From girl to woman
rmcrae | Houston, Texas | 08/21/2010
(4 out of 5 stars)
"While I wouldn't call janet. Miss Jackson's best album (that honor goes to the sonic masterpiece The Velvet Rope), it made an important transition from her socially conscious Rhythm Nation era to the erotic, jazz rooted slow jams on her fifth album. When confronted by a parent for her infamous 1993 Rolling Stone cover (you know you remember it) and newly sensual image Janet asked the woman "How long did you expect me to wait?"
That's the Way Love Goes introduced Janet's sexier side with a hypnotic bassline that wouldn't sound out of place on Sade's Love Deluxe. "Like a moth to a flame burned by the fire/My love is blind, can't you see my desire?" On the flip side, If is more aggressive with gritty guitars, more explicit lyrics ("How many nights I've laid in bed excited over you/I've closed my eyes and thought of us a hundred different ways"), and rougher vocals. "If I was your girl/Oh, the things I'd do to you/I'd make you call out my name/And ask who it belongs to!" She playfully commands a man to work hard for her lovin' because "it won't come easy", but assures him that "by the time I'm through with you/You'll be beggin' me for more!" Just as cocky as she wanna be (get your mind out of the gutter!). The dance song Throb promises that Janet and her man will "boom, boom, boom/Until noon, noon, noon." I don't know if she meant the song as a joke, but I laugh through it anyway.

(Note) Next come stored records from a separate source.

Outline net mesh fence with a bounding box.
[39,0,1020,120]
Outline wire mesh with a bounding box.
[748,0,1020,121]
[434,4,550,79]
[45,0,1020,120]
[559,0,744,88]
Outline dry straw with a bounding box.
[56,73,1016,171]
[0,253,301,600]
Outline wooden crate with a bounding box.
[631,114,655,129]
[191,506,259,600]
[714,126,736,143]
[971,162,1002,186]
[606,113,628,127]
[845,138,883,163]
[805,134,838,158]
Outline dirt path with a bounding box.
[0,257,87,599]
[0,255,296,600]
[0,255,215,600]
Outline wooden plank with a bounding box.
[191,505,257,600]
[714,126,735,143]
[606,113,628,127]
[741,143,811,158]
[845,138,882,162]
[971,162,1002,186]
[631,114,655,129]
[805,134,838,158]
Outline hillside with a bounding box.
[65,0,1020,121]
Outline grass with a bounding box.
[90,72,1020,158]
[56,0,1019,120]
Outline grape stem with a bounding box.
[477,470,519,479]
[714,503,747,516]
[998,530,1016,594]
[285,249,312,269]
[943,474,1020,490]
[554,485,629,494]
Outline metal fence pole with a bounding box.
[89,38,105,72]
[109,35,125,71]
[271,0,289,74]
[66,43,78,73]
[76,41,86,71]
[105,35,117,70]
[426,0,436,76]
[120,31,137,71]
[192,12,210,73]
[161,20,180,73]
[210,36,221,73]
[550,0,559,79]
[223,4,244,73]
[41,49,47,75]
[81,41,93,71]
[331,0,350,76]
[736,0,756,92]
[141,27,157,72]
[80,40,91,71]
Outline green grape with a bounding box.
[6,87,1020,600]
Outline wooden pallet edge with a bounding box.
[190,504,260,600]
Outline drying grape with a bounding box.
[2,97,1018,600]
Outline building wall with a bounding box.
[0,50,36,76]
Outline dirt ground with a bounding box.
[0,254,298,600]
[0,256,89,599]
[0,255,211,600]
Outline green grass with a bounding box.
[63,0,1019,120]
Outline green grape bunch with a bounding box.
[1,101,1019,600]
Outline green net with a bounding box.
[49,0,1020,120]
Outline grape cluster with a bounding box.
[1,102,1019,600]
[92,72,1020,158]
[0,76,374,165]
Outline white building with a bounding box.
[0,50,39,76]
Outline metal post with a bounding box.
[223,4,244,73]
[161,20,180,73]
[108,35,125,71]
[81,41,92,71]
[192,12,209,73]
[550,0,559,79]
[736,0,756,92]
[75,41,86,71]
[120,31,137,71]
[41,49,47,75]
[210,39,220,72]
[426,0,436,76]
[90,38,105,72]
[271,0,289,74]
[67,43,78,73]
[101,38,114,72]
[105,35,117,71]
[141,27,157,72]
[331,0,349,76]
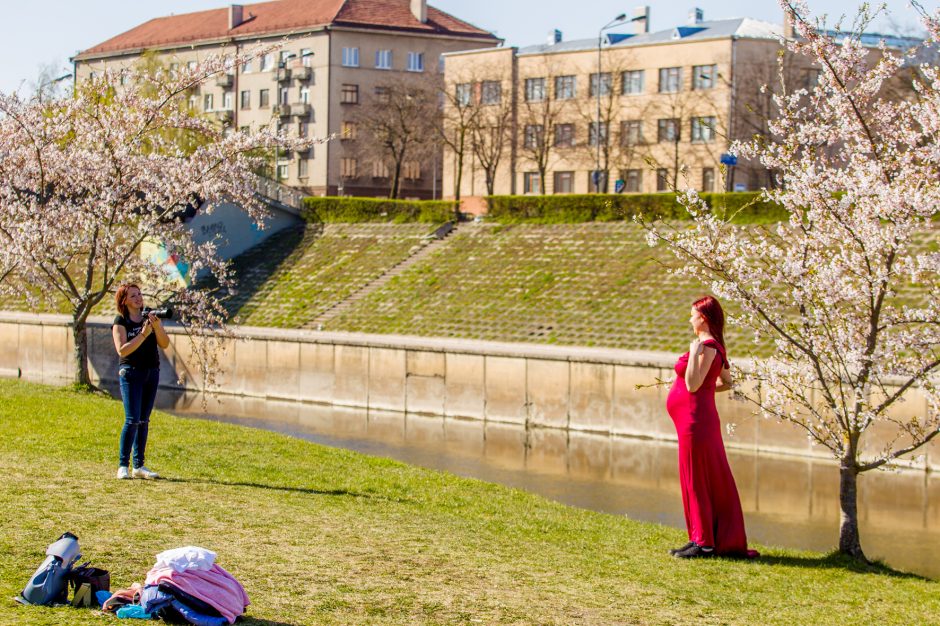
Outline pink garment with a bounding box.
[145,563,249,624]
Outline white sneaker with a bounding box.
[117,466,130,480]
[132,466,159,480]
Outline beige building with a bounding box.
[442,8,818,199]
[73,0,498,198]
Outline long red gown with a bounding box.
[666,339,756,557]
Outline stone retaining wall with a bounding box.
[1,311,935,470]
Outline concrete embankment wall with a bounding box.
[1,311,935,470]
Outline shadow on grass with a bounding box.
[160,476,413,504]
[207,223,317,318]
[755,551,931,581]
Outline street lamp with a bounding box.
[36,72,72,103]
[595,14,629,193]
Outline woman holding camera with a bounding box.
[112,283,169,480]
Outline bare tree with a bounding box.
[353,78,440,199]
[438,75,480,210]
[470,74,514,196]
[517,58,567,191]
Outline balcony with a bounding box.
[276,69,292,83]
[274,104,292,117]
[216,73,233,88]
[291,103,312,117]
[293,66,312,81]
[214,109,234,123]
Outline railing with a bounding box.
[255,175,306,214]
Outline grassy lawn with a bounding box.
[0,379,936,625]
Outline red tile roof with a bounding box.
[76,0,496,59]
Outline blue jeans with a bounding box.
[118,366,159,468]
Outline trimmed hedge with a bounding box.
[302,197,455,223]
[485,192,787,224]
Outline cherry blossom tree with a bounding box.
[0,50,320,389]
[641,0,940,560]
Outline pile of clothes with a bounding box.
[103,547,249,625]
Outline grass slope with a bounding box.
[0,380,935,625]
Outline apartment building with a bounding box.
[73,0,499,197]
[442,8,818,199]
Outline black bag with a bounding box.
[68,563,110,606]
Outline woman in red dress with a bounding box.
[666,296,757,558]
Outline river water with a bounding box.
[154,390,939,580]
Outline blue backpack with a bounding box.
[16,532,82,606]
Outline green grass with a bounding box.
[0,379,936,625]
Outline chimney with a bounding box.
[633,6,650,34]
[547,29,562,45]
[688,8,703,25]
[229,4,244,29]
[411,0,427,23]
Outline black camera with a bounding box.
[142,306,174,320]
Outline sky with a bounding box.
[1,0,936,95]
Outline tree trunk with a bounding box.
[838,460,866,560]
[72,316,91,387]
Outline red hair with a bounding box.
[693,295,726,350]
[115,283,140,319]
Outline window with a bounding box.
[223,92,233,110]
[188,94,197,110]
[241,60,252,74]
[298,121,309,137]
[261,53,274,72]
[169,62,180,74]
[702,167,715,192]
[240,90,251,110]
[341,157,358,178]
[588,170,608,193]
[554,123,575,147]
[300,87,310,104]
[298,159,309,178]
[621,120,642,146]
[342,121,357,140]
[589,72,612,97]
[622,70,644,95]
[524,77,546,102]
[691,116,717,142]
[342,47,359,67]
[555,75,576,100]
[276,162,289,180]
[372,161,389,178]
[301,49,313,67]
[481,81,501,105]
[375,49,392,69]
[188,61,197,71]
[279,87,289,106]
[657,118,680,142]
[523,172,542,194]
[403,161,421,180]
[407,52,424,72]
[553,171,574,194]
[203,93,214,111]
[588,122,608,146]
[658,67,681,93]
[279,50,293,65]
[455,83,471,107]
[803,68,822,89]
[523,124,544,149]
[622,169,642,192]
[656,168,670,191]
[259,89,270,108]
[374,86,390,104]
[341,84,359,104]
[693,64,717,90]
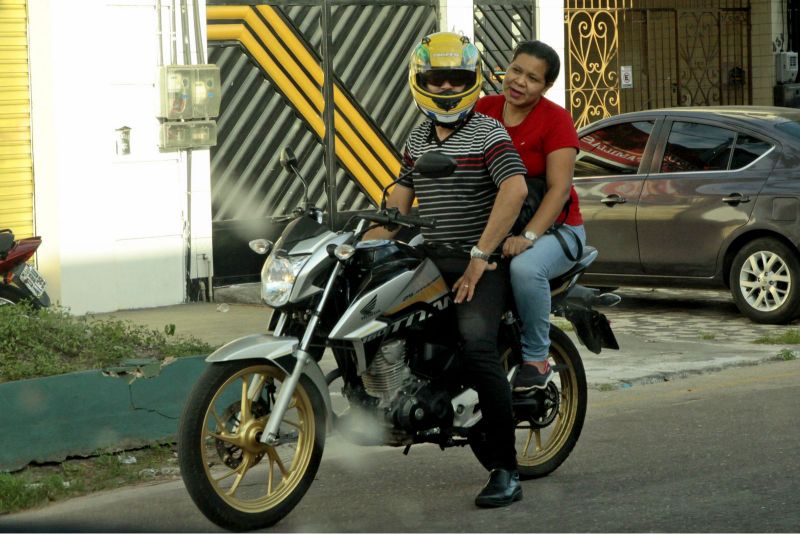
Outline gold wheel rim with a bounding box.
[508,339,579,467]
[200,365,315,513]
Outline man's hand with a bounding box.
[452,258,497,303]
[502,235,535,258]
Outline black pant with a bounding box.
[428,250,518,471]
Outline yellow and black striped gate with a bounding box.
[0,0,33,239]
[207,0,437,284]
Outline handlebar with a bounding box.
[360,208,436,229]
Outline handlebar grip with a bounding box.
[398,214,437,228]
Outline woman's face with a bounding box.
[503,52,551,107]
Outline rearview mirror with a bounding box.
[414,151,457,178]
[279,147,298,170]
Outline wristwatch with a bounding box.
[524,230,538,242]
[470,246,491,261]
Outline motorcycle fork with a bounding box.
[260,260,343,445]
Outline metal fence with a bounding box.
[207,1,437,284]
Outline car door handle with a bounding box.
[601,194,627,206]
[722,193,751,205]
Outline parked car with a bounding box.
[573,106,800,324]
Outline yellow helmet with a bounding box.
[409,32,483,126]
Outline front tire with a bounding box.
[178,360,325,531]
[730,237,800,324]
[469,325,587,479]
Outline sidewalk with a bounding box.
[96,285,800,388]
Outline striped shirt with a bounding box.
[398,112,526,253]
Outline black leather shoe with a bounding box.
[475,469,522,508]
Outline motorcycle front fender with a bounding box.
[205,334,332,422]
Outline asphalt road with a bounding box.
[3,358,798,533]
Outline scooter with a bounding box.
[0,229,50,307]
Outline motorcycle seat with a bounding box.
[549,246,598,294]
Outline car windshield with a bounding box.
[775,120,800,140]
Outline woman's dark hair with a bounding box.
[512,40,560,86]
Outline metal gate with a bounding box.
[207,1,437,285]
[565,0,751,128]
[473,0,536,95]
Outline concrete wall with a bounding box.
[28,0,212,315]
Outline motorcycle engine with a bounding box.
[362,339,454,433]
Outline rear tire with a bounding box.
[730,238,800,324]
[469,325,587,479]
[178,360,325,531]
[0,284,39,307]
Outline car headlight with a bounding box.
[260,254,310,307]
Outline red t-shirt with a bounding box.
[475,94,583,226]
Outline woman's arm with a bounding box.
[503,146,576,257]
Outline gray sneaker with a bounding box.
[513,362,553,392]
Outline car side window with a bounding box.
[660,122,735,173]
[730,134,772,169]
[575,121,654,177]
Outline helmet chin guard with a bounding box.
[409,32,483,127]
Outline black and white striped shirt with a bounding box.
[398,112,526,253]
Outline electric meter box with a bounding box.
[159,120,217,151]
[192,65,221,119]
[157,64,221,120]
[158,66,194,120]
[776,51,799,84]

Any Time, Any Place is the best of the slow jams. With a rainy, late night atmosphere, neo-soul based music (before the term even existed), and Janet's softly, passionate coo, this ode to PDAing (and a bit more) doesn't sound sleazy at all. "I don't wanna stop just because/People walkin' by are watchin' us/I don't give a damn what they think/I want you now." It's over 7 minutes long, but every bit of it is captivating and the best part is Janet vamping a bit while the music just vibes. You might remember the sweet ballad Again from Janet's first major movie Poetic Justice and Funky Big Band mixes jazz with 90s hip-hop.
Love and intimacy go on the backburner for awhile when J gets back in her black Rhythm Nation outfit on New Agenda, a hip-hop heavy crackdown on racism and bigotry. The opera influenced This Time is an impressive track with help from opera legend Kathleen Battle, but I don't listen to it that often. A bit too heavy for my taste. The Rolling Stones sounding What I'll Do is ok, but feels forced. The 60s-ish Whoops Now is so fun and carefree. Reminds me of summer time.

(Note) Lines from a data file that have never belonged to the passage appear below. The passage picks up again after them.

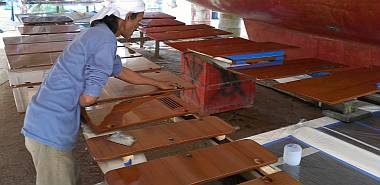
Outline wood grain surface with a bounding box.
[147,28,231,41]
[105,139,278,185]
[86,116,234,161]
[233,58,347,80]
[82,95,199,134]
[274,67,380,104]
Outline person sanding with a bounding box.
[21,0,172,184]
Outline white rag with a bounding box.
[90,0,145,23]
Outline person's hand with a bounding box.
[156,81,178,90]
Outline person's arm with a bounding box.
[116,67,175,90]
[80,43,116,107]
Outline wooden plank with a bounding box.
[98,71,194,103]
[239,172,302,185]
[165,37,255,52]
[7,52,61,70]
[140,24,213,34]
[104,140,278,185]
[143,12,176,19]
[139,19,185,28]
[273,67,380,104]
[86,116,234,161]
[121,57,160,73]
[18,24,80,35]
[5,41,68,56]
[4,42,137,57]
[147,28,232,42]
[20,15,73,25]
[116,47,142,58]
[189,41,296,58]
[2,33,77,45]
[82,95,199,134]
[233,58,347,80]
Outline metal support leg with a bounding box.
[154,40,160,58]
[139,31,144,48]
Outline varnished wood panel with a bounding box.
[20,15,73,25]
[121,57,160,73]
[116,47,142,58]
[143,12,176,19]
[139,19,185,28]
[7,52,61,70]
[274,67,380,104]
[2,33,77,45]
[233,58,347,80]
[18,24,80,35]
[141,24,212,34]
[5,41,68,56]
[166,37,255,52]
[105,140,277,185]
[82,95,199,134]
[98,71,194,103]
[147,28,232,41]
[189,41,296,57]
[239,172,302,185]
[86,116,234,161]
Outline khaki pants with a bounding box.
[25,137,81,185]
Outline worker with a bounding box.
[21,0,171,184]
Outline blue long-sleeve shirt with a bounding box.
[22,23,122,151]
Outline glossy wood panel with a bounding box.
[189,41,296,57]
[5,41,68,55]
[274,67,380,104]
[143,12,176,19]
[7,52,61,70]
[116,47,142,58]
[233,58,347,80]
[139,19,185,28]
[141,24,212,34]
[82,95,199,134]
[20,15,73,25]
[166,37,255,52]
[86,116,234,161]
[105,140,277,185]
[121,57,160,73]
[18,24,80,35]
[147,28,232,42]
[2,33,77,45]
[98,71,193,103]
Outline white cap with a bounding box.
[90,0,145,23]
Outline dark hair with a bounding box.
[91,14,120,33]
[90,13,141,34]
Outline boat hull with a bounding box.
[188,0,380,67]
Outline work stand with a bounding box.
[321,100,372,122]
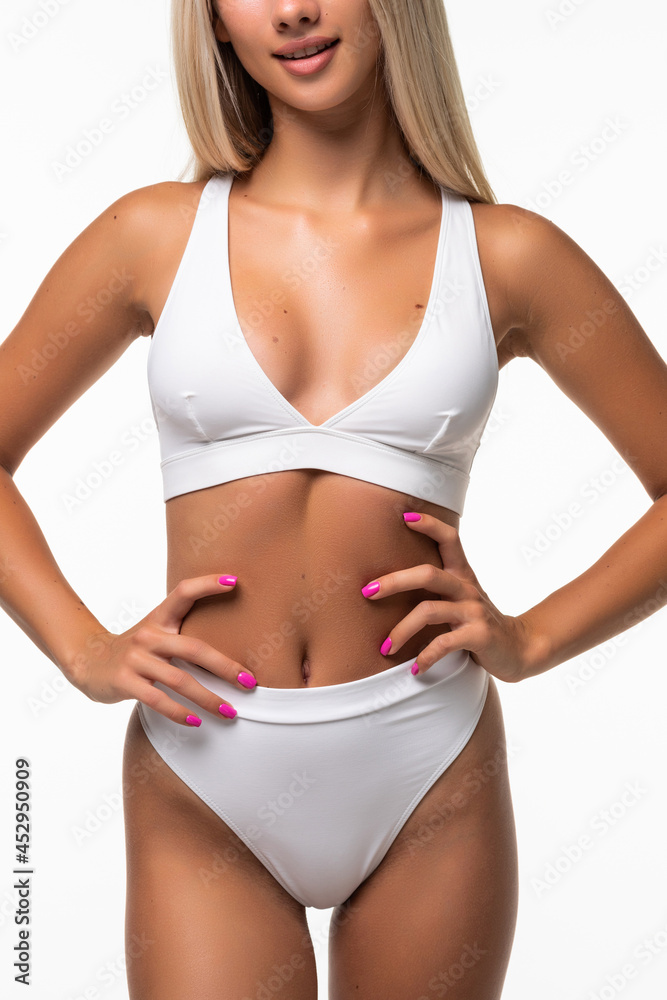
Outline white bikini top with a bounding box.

The record has some great moments, but it's not without it's faults. First off, some of the interludes could've been included with their respective songs. 11 seconds of the wind blowing? Really, Janet? Next, the album is all over the place musically. Most records like that tend to venture into several different genres while still maintaining a steady flow, but it sounds like Janet and friends (Jimmy Jam and Terry Lewis) didn't know what they wanted so it's not so cohesive. Despite those faulters, I strongly recommend it. Go for it!"